Allow upload of PDF files from IA identifer with IA-Upload tool.
Closed, DuplicatePublicFeature

Description

Whats the problem you want to solve?

Currently the tool provided by https://ia-upload.toolforge.org/ will use an Internet Archive identifer to grab or reconstruct a DJVU file from the raw scans provided.

In some circumstances however, IA already has PDF versions of the scanned work for a given identifer, and sometimes for consistency it's better to upload these , instead of an overly compressed DJVu to avoid quality issues for projects like Wikisource. It is not easy to do a direct upload of a PDF from IA, as Special:Upload at Commons, does not reliably cope with files that are larger than 100MB which PDF's of entire books are likely to be. ( URL2Commons, in personal experience also appears to have less than perfect reliablity when it comes to large files.)

What solutions have you tried ?
"Chunked" upload, which requires that an uploader like me makes a local copy of the file, and uses twice the bandwidth that a direct IA -> Wikimedia Commons upload would use. (one for the download from IA to local storage, and 1 for the upload to commons via Chunked upload). Whilst some users are on fast connections, others may not be. and hence elimination of what should be unecessary bandwith and local storage use would be desirable.

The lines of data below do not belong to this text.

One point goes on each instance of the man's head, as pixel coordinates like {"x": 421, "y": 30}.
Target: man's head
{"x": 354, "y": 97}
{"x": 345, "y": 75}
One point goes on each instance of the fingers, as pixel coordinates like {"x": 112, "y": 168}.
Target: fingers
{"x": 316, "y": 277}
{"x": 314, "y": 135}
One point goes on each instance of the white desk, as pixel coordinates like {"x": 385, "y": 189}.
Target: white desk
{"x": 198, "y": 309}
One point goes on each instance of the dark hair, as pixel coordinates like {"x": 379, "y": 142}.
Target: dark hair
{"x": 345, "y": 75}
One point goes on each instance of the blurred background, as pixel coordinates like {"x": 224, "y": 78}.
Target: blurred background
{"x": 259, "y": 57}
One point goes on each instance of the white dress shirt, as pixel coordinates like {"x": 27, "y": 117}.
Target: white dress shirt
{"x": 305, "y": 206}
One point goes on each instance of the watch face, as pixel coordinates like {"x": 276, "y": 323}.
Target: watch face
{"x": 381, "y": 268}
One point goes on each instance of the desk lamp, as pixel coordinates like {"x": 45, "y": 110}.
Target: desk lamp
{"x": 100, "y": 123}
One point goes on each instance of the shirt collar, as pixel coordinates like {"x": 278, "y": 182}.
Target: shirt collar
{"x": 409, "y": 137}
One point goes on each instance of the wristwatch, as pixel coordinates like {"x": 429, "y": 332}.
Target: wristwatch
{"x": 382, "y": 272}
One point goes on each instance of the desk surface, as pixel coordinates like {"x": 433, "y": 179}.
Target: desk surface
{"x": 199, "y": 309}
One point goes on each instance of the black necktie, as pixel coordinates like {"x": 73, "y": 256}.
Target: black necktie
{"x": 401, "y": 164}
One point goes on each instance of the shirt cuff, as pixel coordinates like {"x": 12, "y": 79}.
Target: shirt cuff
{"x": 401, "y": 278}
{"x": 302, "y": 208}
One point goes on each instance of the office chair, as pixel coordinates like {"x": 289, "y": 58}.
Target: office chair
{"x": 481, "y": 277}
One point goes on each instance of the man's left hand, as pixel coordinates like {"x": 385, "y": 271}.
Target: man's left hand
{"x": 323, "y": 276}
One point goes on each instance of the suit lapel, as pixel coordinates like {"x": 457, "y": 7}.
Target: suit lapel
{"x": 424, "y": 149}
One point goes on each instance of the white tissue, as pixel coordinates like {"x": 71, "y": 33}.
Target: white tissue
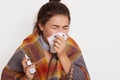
{"x": 51, "y": 40}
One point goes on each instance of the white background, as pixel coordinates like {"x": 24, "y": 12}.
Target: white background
{"x": 95, "y": 26}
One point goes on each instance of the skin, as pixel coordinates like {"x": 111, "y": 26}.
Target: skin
{"x": 58, "y": 23}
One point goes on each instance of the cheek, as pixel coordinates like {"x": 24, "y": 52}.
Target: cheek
{"x": 49, "y": 32}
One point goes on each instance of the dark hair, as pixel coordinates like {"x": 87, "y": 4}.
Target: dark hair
{"x": 53, "y": 7}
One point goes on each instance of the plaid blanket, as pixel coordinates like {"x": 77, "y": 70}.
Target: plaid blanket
{"x": 45, "y": 71}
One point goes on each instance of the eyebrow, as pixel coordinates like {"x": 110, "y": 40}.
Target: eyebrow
{"x": 59, "y": 26}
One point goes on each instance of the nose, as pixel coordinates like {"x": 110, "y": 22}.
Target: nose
{"x": 61, "y": 30}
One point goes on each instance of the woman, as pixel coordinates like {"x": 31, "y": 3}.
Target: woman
{"x": 66, "y": 64}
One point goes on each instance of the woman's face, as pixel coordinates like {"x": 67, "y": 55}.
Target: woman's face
{"x": 58, "y": 23}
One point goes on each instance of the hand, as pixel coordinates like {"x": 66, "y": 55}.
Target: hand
{"x": 26, "y": 69}
{"x": 59, "y": 45}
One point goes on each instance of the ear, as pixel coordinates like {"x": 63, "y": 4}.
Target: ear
{"x": 40, "y": 26}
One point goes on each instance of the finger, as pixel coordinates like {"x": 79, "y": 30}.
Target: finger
{"x": 60, "y": 38}
{"x": 24, "y": 64}
{"x": 57, "y": 45}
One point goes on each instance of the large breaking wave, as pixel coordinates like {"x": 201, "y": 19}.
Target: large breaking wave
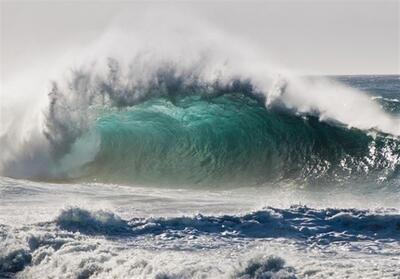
{"x": 198, "y": 115}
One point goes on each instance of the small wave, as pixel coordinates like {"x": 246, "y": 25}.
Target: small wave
{"x": 91, "y": 222}
{"x": 271, "y": 267}
{"x": 324, "y": 225}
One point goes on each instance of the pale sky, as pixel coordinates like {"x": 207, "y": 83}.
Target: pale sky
{"x": 324, "y": 37}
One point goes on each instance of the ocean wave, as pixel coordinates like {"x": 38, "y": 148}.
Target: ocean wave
{"x": 204, "y": 121}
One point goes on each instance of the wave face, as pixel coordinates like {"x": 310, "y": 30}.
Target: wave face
{"x": 229, "y": 139}
{"x": 176, "y": 128}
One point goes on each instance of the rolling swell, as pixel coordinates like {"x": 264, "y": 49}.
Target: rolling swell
{"x": 230, "y": 138}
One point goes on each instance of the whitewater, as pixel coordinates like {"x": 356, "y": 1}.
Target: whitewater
{"x": 190, "y": 154}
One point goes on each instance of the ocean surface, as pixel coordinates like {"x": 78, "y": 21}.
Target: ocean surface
{"x": 177, "y": 175}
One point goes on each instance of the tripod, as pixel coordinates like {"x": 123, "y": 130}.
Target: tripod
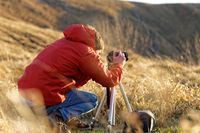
{"x": 112, "y": 103}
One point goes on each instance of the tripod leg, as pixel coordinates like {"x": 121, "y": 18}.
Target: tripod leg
{"x": 94, "y": 119}
{"x": 128, "y": 105}
{"x": 112, "y": 107}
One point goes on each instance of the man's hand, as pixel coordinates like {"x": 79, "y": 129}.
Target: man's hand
{"x": 119, "y": 58}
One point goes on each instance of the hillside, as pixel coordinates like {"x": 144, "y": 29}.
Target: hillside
{"x": 169, "y": 31}
{"x": 168, "y": 88}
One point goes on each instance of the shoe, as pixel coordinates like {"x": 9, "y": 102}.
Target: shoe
{"x": 62, "y": 128}
{"x": 58, "y": 124}
{"x": 76, "y": 123}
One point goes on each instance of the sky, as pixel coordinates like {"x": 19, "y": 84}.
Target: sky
{"x": 166, "y": 1}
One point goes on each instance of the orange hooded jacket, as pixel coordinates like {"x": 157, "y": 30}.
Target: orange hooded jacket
{"x": 70, "y": 60}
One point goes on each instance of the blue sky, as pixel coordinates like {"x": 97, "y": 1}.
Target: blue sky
{"x": 166, "y": 1}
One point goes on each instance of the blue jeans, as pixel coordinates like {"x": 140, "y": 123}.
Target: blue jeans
{"x": 77, "y": 103}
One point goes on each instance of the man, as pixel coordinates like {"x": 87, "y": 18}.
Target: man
{"x": 55, "y": 74}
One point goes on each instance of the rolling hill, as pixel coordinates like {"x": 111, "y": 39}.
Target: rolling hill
{"x": 163, "y": 43}
{"x": 168, "y": 31}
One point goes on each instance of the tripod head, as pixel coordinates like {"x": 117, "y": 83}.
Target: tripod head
{"x": 110, "y": 56}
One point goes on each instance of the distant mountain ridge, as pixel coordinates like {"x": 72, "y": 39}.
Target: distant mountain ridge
{"x": 150, "y": 30}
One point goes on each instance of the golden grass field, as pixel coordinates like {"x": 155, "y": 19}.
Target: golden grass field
{"x": 169, "y": 89}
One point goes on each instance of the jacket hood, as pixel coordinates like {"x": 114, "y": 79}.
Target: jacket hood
{"x": 80, "y": 33}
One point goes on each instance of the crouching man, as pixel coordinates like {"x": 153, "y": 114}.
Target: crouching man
{"x": 64, "y": 66}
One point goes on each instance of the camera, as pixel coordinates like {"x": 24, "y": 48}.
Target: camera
{"x": 110, "y": 55}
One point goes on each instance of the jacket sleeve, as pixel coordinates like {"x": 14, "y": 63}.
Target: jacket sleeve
{"x": 92, "y": 66}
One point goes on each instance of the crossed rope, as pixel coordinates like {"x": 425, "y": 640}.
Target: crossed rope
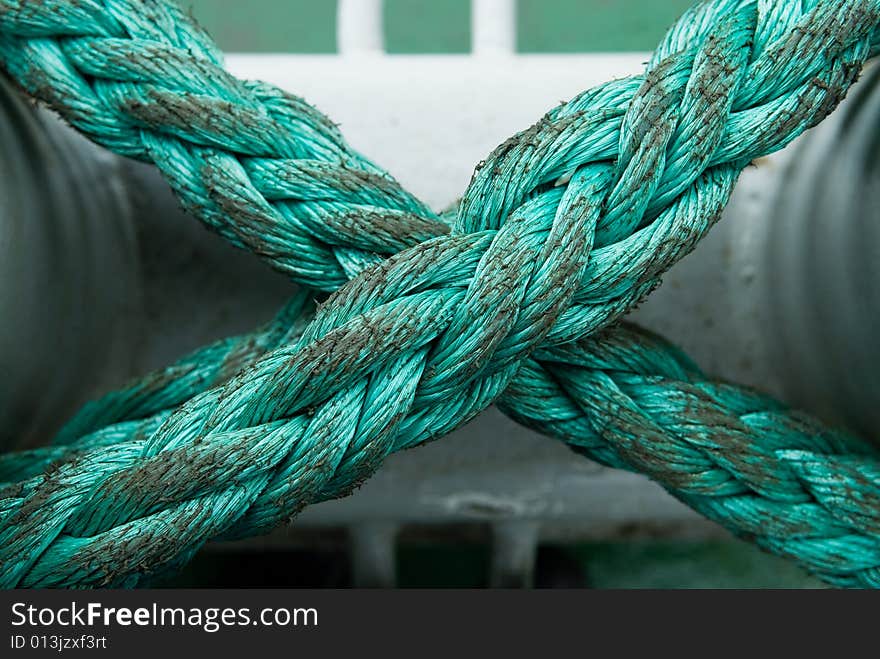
{"x": 563, "y": 229}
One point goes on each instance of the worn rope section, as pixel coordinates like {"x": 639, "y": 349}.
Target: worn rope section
{"x": 258, "y": 165}
{"x": 566, "y": 226}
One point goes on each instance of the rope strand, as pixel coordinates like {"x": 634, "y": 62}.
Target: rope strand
{"x": 565, "y": 228}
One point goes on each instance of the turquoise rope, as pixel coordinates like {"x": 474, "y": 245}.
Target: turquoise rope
{"x": 564, "y": 228}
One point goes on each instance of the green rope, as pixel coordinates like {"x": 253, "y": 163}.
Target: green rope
{"x": 561, "y": 231}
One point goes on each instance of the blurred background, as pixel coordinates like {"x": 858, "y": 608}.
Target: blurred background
{"x": 440, "y": 26}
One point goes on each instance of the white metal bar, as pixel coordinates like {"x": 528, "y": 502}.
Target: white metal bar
{"x": 359, "y": 27}
{"x": 493, "y": 27}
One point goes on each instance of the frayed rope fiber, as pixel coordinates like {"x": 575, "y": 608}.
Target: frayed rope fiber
{"x": 562, "y": 230}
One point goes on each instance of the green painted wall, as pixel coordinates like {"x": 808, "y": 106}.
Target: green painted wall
{"x": 439, "y": 26}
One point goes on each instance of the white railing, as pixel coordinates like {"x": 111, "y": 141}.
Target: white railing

What is the functionality you would like?

Option in the IA-Upload tool, to use the identifier given, to upload the PDF version for a given identifer, instead of a Djvu (existing or reconstituted from indivdual Jpeg.), and to have that option be able to handle a large (>100MB) file using an appropriate approach, (Not sure if it's possible currently to have such uploads chunked when requesting it from IA in the first place. FTP style transfers at one time used to be able to do partial or "interrupted" transfers, but I'm not sure what IA's API actually supports.)

(Leaving upstream tag as it may involve functionality in the IA API, or on that organisations servers.)